• Stars
    star
    266
  • Rank 153,243 (Top 4 %)
  • Language
    Python
  • License
    MIT License
  • Created almost 5 years ago
  • Updated 8 months ago

Reviews

There are no reviews yet. Be the first to send feedback to the community and the maintainers!

Repository Details

experiment-impact-tracker

The experiment-impact-tracker is meant to be a simple drop-in method to track energy usage, carbon emissions, and compute utilization of your system. Currently, on Linux systems with Intel chips (that support the RAPL or powergadget interfaces) and NVIDIA GPUs, we record: power draw from CPU and GPU, hardware information, python package versions, estimated carbon emissions information, etc.

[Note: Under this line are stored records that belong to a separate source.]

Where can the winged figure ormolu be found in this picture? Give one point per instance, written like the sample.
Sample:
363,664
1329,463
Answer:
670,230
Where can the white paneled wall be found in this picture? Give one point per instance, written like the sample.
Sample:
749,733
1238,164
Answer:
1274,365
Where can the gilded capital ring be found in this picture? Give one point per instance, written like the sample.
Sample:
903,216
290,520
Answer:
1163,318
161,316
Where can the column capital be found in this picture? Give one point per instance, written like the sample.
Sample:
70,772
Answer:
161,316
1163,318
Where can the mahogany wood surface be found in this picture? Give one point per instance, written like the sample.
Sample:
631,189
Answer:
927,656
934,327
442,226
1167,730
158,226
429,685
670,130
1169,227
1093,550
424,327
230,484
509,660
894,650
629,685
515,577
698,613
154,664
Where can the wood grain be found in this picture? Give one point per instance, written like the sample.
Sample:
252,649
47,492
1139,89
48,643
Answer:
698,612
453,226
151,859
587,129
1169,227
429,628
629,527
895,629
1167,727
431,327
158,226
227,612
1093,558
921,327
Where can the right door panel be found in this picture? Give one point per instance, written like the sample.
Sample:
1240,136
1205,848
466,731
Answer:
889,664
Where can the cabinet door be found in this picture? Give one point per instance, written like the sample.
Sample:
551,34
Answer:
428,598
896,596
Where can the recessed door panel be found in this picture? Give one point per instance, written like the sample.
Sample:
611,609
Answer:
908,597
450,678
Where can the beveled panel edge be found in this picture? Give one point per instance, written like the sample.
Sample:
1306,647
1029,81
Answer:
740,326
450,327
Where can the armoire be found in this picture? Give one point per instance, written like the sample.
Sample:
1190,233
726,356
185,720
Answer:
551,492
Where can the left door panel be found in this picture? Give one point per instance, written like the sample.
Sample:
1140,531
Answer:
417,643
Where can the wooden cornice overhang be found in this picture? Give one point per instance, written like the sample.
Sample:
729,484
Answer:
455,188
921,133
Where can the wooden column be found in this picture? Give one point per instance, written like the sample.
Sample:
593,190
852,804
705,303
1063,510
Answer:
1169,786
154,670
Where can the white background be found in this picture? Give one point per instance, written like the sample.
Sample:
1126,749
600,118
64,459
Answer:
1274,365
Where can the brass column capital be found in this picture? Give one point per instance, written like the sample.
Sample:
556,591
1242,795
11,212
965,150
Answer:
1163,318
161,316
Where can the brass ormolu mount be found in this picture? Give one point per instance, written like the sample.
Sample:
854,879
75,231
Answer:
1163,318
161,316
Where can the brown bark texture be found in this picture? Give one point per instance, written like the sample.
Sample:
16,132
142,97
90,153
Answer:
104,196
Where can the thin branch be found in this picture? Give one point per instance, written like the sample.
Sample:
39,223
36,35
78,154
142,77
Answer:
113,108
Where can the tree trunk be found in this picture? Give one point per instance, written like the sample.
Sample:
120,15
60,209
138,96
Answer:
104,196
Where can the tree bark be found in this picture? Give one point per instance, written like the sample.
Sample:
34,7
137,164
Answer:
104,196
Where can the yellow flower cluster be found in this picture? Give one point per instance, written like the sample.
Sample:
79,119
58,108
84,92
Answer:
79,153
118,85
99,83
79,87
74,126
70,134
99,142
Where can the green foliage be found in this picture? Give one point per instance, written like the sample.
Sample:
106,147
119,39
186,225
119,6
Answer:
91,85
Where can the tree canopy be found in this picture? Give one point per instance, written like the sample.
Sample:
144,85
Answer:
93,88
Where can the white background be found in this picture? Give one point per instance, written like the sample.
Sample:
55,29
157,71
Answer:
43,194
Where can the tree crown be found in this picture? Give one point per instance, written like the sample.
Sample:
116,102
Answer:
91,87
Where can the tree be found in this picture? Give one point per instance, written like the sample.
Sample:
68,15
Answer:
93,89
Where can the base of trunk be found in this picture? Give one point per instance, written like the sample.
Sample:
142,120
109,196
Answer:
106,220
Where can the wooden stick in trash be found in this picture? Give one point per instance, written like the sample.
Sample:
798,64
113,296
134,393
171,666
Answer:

In California we even support realtime carbon emission information by querying caiso.com!

Once all this information is logged, you can generate an online appendix which shows off this information like seen here:

https://breakend.github.io/RL-Energy-Leaderboard/reinforcement_learning_energy_leaderboard/pongnoframeskip-v4_experiments/ppo2_stable_baselines,_default_settings/0.html

Installation

To install:

pip install experiment-impact-tracker

Usage

Please go to the docs page for detailed info on the design, usage, and contributing: https://breakend.github.io/experiment-impact-tracker/

If you think the docs aren't helpful or need more expansion, let us know with a Github Issue!

Below we will walk through an example together.

Add Tracking

We included a simple example in the project which can be found in examples/my_experiment.py

As show in my_experiment.py, you just need to add a few lines of code!

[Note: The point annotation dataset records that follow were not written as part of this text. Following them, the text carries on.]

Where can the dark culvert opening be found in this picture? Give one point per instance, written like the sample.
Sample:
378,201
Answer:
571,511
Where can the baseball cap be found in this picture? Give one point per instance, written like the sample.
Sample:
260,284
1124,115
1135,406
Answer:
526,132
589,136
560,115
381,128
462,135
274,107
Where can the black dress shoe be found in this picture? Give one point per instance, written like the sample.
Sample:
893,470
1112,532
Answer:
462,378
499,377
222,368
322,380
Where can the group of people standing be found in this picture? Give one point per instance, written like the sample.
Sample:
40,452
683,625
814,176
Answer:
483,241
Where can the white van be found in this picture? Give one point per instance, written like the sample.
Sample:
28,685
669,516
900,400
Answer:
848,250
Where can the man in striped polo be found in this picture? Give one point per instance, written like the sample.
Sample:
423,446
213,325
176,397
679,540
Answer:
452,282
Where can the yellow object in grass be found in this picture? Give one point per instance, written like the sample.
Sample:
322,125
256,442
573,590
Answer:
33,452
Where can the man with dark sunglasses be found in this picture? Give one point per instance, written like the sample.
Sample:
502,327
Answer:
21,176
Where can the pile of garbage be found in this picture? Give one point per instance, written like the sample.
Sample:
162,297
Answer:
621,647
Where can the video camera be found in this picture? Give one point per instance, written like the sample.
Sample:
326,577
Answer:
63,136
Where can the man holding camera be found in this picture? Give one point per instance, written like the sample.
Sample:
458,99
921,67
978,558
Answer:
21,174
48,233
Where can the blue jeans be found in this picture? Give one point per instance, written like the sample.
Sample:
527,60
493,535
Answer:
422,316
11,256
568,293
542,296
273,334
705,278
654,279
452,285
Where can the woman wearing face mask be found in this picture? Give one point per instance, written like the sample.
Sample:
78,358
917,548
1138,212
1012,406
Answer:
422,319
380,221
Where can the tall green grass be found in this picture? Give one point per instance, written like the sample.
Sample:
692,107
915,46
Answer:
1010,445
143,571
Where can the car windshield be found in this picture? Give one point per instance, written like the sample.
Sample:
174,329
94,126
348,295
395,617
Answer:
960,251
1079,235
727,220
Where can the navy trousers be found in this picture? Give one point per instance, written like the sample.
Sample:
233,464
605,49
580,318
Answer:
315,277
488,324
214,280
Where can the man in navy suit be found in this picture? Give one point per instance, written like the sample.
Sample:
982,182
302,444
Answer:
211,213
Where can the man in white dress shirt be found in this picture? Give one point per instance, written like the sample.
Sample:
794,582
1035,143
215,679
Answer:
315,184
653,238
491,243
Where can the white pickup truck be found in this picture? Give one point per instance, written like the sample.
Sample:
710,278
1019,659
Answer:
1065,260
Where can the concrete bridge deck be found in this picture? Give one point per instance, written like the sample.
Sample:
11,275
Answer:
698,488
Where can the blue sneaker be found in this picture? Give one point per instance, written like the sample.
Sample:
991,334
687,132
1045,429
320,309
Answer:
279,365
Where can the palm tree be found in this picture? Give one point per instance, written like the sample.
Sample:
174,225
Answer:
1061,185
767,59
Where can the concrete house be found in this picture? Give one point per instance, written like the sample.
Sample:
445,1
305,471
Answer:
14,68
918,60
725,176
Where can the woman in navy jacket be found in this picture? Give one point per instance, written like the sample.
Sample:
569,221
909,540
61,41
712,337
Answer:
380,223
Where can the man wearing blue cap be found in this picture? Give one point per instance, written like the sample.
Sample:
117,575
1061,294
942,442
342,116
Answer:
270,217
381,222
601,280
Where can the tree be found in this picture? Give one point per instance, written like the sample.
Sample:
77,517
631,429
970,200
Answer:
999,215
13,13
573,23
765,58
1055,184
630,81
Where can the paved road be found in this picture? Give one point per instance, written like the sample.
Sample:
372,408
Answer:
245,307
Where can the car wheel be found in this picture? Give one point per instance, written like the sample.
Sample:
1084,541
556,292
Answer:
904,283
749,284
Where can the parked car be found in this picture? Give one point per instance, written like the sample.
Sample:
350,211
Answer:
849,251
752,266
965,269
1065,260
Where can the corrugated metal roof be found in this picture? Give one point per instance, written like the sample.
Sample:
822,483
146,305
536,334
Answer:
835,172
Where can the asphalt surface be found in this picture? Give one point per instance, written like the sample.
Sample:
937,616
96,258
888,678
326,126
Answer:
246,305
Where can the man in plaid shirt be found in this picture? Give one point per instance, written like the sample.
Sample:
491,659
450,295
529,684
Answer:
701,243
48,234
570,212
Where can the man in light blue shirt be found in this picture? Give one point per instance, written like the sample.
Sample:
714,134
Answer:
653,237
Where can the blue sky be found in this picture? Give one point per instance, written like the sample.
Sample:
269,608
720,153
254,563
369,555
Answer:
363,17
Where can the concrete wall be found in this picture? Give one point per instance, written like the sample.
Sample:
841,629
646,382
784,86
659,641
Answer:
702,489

from experiment_impact_tracker.compute_tracker import ImpactTracker
tracker = ImpactTracker(<your log directory here>)
tracker.launch_impact_monitor()

This will launch a separate python process that will gather compute/energy/carbon information in the background.

NOTE: Because of the way python multiprocessing works, this process will not interrupt the main one even if the monitoring process errors out. To address this, you can add the following to periodically read the latest info from the log file and check for any errors that might've occurred in the tracking process. If you have a better idea on how to handle exceptions in the tracking thread please open an issue or submit a pull request!

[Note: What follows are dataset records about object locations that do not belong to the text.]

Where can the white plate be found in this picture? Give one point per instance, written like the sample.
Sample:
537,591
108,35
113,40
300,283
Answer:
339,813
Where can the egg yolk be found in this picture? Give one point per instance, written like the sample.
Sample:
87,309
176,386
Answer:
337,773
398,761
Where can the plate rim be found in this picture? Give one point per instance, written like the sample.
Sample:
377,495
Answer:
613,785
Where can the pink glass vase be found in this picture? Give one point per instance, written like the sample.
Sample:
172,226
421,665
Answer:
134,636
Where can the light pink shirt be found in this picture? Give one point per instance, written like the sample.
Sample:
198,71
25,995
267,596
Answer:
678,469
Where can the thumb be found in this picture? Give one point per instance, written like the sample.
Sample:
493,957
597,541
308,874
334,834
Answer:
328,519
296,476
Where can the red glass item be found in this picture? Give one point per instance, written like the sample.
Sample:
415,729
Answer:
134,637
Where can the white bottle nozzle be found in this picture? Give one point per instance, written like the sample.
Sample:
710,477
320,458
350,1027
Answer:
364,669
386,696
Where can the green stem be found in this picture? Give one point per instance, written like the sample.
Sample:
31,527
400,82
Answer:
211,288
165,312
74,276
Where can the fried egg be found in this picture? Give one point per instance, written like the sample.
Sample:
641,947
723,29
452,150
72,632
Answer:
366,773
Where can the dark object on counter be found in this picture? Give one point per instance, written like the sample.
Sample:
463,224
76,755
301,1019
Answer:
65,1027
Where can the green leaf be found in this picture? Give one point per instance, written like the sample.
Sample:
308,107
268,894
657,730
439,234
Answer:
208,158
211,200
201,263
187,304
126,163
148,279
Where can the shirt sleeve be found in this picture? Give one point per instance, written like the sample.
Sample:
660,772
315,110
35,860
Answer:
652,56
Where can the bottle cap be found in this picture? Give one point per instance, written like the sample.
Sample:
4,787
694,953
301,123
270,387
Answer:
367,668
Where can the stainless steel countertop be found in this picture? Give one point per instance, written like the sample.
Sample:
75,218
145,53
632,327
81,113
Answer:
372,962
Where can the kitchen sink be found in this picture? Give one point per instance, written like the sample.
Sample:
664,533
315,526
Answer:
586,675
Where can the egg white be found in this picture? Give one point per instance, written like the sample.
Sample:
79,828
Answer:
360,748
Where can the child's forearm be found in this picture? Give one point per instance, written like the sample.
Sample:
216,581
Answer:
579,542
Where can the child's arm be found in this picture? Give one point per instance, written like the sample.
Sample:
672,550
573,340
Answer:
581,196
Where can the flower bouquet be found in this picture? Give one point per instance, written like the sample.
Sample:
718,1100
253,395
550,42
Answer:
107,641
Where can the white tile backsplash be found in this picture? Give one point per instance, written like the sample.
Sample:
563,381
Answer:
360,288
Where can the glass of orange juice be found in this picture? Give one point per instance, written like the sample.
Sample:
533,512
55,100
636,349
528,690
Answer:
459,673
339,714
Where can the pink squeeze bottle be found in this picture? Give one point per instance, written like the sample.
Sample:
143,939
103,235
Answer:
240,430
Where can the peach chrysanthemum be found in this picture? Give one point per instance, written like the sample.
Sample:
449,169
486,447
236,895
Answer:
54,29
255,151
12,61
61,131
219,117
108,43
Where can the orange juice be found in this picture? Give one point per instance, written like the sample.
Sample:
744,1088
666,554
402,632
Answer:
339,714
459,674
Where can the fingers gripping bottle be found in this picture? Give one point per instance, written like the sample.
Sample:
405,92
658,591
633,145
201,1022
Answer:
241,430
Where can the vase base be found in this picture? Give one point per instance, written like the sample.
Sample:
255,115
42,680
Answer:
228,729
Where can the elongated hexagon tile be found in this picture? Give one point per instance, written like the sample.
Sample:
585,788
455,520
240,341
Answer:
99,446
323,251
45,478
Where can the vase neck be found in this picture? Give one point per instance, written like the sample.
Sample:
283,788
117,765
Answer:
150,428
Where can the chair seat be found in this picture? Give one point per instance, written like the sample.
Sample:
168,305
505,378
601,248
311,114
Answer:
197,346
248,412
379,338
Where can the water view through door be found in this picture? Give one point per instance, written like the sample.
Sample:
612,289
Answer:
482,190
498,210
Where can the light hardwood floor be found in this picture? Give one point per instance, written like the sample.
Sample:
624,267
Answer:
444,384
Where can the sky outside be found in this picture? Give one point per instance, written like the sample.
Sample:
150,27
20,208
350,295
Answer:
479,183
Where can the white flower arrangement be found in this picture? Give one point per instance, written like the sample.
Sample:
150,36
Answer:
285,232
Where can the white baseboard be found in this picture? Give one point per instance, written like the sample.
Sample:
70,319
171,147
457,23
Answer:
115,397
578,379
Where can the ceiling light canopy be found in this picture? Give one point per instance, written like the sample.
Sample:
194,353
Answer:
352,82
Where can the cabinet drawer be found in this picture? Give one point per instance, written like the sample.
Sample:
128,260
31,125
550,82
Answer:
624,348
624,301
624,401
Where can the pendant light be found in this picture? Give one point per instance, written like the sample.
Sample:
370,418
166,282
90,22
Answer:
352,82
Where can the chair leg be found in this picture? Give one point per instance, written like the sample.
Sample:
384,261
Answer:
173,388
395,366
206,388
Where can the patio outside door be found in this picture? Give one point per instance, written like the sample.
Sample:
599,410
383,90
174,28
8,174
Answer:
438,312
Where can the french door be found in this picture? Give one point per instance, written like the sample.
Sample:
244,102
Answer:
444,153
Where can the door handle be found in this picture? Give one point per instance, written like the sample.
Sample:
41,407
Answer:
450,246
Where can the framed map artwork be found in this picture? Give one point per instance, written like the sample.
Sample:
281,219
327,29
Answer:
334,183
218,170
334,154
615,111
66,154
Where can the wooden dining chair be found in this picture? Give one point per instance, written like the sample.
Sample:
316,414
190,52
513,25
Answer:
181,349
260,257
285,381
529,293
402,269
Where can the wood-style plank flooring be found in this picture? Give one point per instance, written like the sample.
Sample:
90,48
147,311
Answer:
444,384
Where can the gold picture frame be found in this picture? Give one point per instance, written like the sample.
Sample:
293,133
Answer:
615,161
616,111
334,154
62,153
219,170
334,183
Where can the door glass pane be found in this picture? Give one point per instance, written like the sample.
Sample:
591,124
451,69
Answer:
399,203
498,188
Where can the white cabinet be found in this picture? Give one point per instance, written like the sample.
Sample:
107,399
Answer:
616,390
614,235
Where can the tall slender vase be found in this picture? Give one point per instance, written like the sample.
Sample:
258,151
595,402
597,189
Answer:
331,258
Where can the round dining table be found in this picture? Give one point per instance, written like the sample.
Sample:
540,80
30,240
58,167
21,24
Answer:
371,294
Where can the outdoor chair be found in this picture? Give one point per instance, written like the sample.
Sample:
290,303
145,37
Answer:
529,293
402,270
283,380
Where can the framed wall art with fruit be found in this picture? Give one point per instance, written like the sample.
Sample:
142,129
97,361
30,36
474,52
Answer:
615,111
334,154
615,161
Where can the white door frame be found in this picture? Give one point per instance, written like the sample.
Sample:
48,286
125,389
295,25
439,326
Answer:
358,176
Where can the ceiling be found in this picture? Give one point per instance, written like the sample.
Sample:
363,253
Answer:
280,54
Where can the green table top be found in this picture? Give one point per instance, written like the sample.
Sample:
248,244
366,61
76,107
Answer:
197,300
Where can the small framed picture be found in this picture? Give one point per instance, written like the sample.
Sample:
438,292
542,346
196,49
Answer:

info = tracker.get_latest_info_and_check_for_errors()

Alternatively, you can use context management!

experiment1 = tempfile.mkdtemp()
experiment2 = tempfile.mkdtemp()

with ImpactTracker(experiment1):
    do_something()

with ImpactTracker(experiment2):
    do_something_else()

To kick off our simple experiment, run python my_experiment.py. You will see our training starts and in the end the script will output something like Please find your experiment logs in: /var/folders/n_/9qzct77j68j6n9lh0lw3vjqcn96zxl/T/tmpcp7sfese

Now let's go over to the temp dir, we can see our logging there!

$ log_path=/var/folders/n_/9qzct77j68j6n9lh0lw3vjqcn96zxl/T/tmpcp7sfese
$ cd $log_path
$ tree 
.
└── impacttracker
    β”œβ”€β”€ data.json
    β”œβ”€β”€ impact_tracker_log.log
    └── info.pkl

You can then access the information via the DataInterface:

from experiment_impact_tracker.data_interface import DataInterface

data_interface1 = DataInterface([experiment1_logdir])
data_interface2 = DataInterface([experiment2_logdir])

data_interface_both = DataInterface([experiment1_logdir, experiment2_logdir])

assert data_interface1.kg_carbon + data_interface2.kg_carbon == data_interface_both.kg_carbon
assert data_interface1.total_power + data_interface2.total_power == data_interface_both.total_power

Creating a carbon impact statement

We can also use a script to automatically generate a carbon impact statement for your paper! Just call this, we'll find all the logfiles generated by the tool and calculate emissions information! Specify your ISO3 country code as well to get a dollar amount based on the per-country cost of carbon.

generate-carbon-impact-statement my_directories that_contain all_my_experiments "USA"

Custom PUE

Some people may know the PUE of their data center, while we use a PUE of 1.58 in our calculations. To set a different PUE, do:

OVERRIDE_PUE=1.1 generate-carbon-impact-statement my_directories that_contain all_my_experiments "USA"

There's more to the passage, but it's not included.